The observed area of the sample must be electron transparent, i.e. have a thickness of less than or comparable to the inelastic mean free path of electrons. The inelastic mean free path increases with the electron voltage (Egerton, 2011[link]). The typical sample thickness ranges from a few tens to hundreds of nanometres for 200 kV high-energy electrons (see Table F.1 in Zuo & Spence, 2017[link]).

The sample-preparation techniques can be divided into three categories: (i) bulk-based for bulky materials and supported thin films, (ii) powder-based techniques and (iii) free-standing thin films over a supporting grid prepared by vacuum evaporation or sputtering.

The bulk-based techniques involve mechanical cutting, thinning/polishing and perforation. An ion beam is typically used in the last step of perforation to create a thin area around the edge of a hole for electron-beam observation. Chemical and electrolytic methods are also often used for preparing electron-transparent samples. While these methods have been applied to a broad range of materials, they are mostly used for metals or semiconductors to create smooth sample surfaces free from defects or sample heating caused by ion-beam irradiation. Mechanical thinning and polishing are sometimes done with a wedge angle with the help of a tripod. The thin region next to the edge only requires a brief ion-beam bombardment to make it electron transparent. A detailed description of traditional sample-preparation techniques for TEM can be found in Barna & Pécz (1997[link]). The above techniques are applicable to both thin films and bulk nanocrystalline materials. The powder-based techniques use dispersion of powders on thin supporting films placed on metal grids specially made for TEM observations. This technique is most suitable for nanoparticles. For micron or larger-sized powders, additional grinding is used to produce smaller particles. The most commonly used supporting films are continuous amorphous carbon films, holey carbon films, networked carbon fibres (lacey carbon), amorphous silicon nitride and SiOx. For amorphous carbon films, an ultra thin version is available which is especially useful for nanoparticle samples.

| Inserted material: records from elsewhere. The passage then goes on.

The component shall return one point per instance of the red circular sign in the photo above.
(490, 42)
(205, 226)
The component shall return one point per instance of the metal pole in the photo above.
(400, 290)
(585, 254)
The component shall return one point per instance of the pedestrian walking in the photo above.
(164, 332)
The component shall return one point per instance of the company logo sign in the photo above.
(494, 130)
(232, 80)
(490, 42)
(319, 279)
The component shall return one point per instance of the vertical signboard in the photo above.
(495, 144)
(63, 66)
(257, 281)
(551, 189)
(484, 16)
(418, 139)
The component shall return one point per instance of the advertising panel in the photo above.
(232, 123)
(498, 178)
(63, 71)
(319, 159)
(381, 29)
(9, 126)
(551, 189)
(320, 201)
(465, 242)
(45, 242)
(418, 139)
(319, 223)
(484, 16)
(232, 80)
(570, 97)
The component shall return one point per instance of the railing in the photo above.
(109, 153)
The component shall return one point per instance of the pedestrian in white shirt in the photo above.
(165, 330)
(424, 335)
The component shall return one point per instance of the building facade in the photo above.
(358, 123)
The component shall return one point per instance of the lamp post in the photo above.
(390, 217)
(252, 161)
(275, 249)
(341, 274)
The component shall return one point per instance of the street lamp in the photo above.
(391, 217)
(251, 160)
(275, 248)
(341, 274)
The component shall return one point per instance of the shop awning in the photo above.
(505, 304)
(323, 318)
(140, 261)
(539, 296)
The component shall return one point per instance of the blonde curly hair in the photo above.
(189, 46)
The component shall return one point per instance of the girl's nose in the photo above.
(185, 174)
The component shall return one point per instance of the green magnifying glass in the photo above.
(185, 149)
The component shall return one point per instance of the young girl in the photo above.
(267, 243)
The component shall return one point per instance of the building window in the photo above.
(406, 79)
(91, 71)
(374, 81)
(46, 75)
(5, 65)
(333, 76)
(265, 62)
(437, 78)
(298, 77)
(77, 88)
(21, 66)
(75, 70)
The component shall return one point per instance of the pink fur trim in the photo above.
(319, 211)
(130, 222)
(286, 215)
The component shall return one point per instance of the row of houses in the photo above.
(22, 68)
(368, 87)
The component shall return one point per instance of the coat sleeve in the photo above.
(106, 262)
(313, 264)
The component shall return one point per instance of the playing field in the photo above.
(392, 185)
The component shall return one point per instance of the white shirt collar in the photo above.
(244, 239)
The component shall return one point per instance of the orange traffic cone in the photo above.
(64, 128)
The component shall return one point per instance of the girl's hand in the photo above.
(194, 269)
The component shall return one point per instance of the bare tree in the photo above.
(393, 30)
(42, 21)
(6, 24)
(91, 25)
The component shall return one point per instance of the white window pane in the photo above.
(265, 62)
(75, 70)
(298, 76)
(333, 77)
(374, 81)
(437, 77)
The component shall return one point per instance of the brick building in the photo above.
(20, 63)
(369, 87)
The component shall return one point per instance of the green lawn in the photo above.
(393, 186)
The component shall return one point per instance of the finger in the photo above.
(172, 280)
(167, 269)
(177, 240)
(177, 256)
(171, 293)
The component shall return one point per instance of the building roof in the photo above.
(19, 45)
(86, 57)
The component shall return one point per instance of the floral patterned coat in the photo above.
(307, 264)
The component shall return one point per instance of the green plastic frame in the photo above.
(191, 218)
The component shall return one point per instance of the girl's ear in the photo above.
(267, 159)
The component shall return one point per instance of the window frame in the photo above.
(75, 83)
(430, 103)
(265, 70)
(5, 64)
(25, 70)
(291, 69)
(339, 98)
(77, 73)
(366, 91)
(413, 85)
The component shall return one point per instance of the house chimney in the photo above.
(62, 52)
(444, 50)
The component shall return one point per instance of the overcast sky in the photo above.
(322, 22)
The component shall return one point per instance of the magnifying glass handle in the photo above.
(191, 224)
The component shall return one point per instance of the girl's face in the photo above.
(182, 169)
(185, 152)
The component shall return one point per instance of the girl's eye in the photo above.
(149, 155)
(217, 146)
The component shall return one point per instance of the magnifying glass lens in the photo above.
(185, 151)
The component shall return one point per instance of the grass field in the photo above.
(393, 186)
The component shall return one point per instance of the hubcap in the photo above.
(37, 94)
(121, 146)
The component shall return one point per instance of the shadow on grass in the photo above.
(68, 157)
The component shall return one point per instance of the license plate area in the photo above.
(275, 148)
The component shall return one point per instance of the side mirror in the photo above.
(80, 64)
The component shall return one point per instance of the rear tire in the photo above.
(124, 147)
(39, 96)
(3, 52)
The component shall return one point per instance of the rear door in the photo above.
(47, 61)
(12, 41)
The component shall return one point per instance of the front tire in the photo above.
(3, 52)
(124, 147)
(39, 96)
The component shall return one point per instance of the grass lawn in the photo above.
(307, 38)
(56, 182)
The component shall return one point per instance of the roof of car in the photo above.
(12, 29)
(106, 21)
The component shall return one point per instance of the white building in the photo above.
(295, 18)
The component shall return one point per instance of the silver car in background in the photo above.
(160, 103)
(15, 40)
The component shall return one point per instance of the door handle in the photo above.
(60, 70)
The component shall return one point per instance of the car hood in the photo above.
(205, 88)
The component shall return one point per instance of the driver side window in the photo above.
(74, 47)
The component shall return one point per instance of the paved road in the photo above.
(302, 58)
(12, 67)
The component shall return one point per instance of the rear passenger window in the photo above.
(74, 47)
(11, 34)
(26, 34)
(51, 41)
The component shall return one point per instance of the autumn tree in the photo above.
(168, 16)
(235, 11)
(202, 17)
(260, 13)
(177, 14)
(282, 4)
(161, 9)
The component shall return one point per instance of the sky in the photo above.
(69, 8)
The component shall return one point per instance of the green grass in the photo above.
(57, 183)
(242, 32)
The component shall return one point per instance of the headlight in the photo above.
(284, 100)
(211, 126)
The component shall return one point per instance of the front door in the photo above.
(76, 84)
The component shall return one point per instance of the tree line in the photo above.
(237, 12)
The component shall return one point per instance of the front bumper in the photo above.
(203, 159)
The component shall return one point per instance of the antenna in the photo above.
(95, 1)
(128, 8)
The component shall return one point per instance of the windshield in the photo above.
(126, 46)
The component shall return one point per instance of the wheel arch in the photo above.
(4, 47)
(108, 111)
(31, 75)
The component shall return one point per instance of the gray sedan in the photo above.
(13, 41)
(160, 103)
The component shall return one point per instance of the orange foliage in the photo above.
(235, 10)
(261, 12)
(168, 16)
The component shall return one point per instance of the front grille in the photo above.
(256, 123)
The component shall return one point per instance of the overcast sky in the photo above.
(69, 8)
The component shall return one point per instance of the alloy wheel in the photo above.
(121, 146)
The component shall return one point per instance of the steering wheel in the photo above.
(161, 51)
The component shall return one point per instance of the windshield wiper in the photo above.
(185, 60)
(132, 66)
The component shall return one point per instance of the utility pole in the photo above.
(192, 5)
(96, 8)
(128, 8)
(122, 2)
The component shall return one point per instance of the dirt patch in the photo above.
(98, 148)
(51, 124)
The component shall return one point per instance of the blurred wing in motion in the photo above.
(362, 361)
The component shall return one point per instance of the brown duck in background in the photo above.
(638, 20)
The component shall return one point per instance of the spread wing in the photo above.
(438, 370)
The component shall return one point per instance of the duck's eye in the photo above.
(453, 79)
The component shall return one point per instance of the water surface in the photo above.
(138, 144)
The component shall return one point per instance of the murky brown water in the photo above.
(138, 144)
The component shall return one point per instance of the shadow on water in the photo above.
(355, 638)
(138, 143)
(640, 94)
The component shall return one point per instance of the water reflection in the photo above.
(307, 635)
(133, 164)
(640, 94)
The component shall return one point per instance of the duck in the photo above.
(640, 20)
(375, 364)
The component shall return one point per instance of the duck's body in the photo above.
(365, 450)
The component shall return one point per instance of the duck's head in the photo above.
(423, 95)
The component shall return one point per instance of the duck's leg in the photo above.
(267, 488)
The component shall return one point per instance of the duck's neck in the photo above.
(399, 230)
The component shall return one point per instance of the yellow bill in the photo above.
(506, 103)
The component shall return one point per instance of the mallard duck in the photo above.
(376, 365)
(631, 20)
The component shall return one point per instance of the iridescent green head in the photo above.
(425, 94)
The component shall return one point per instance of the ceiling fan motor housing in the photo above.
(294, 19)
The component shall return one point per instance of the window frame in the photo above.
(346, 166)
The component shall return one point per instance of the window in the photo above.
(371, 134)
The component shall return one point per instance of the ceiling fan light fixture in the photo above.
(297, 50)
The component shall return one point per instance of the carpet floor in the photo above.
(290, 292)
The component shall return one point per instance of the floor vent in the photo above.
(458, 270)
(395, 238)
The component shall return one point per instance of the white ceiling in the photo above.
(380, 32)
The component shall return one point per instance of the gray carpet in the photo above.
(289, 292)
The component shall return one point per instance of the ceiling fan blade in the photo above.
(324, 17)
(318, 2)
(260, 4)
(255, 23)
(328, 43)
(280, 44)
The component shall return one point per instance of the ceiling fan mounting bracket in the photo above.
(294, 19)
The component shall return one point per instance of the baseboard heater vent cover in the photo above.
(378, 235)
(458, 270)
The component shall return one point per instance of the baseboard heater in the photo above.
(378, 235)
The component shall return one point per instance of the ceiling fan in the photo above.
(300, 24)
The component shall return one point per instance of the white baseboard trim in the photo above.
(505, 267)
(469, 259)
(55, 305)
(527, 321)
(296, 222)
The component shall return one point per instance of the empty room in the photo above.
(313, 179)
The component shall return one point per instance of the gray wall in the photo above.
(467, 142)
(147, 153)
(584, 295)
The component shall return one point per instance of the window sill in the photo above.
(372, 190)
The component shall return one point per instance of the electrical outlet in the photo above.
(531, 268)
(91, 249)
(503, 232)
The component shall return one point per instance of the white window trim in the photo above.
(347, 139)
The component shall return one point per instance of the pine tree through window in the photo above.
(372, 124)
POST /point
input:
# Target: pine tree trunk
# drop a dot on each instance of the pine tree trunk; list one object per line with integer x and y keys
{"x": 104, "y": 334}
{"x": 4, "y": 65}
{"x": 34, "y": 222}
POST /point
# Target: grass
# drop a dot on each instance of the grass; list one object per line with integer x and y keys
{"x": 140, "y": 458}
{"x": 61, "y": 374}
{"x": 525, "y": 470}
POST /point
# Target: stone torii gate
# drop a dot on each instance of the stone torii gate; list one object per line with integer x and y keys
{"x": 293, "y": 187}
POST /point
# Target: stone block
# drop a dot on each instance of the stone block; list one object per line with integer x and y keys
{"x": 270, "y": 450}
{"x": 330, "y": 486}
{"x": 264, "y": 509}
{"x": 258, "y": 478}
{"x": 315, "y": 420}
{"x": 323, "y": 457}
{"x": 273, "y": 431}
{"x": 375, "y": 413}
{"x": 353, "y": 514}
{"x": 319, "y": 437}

A recent development in TEM sample preparation is the use of a focused ion beam of Ga+ ions for cross-sectioning a sample. The focused ion beam can drill a precise hole in the sample. The same ion beam can also be scanned over a sample surface to form an image by collecting the secondary electrons or ions generated by the beam. The ion column can be integrated into an electron column in a scanning electron microscope in the so-called dual-beam configuration. An image can be formed using either electrons or ions. Most often the electron beam is used for sample inspection, while the ion beam is used for patterning and milling. This allows precise control over the position and thickness of the cross section, which is very practical for characterization of semiconductor devices or failure analysis in general (Fig. 2.4.5[link]). Further details about ion-beam techniques can be found in Lábár & Egerton (1999[link]) and Orloff et al. (2002[link]). For a comprehensive review of sample-preparation techniques for TEM, see Őzdöl et al. (2012[link]).

[Figure 2.4.5]

Figure 2.4.5 | top | pdf |

Sample preparation and lift-out using a focused ion beam (FIB). A thin section of the sample is cut out using the FIB and attached to a mechanical probe for lift-out (inset). The image shows the lift-out section containing ZnO nanoparticles in bright dot-like contrast supported on an Si substrate.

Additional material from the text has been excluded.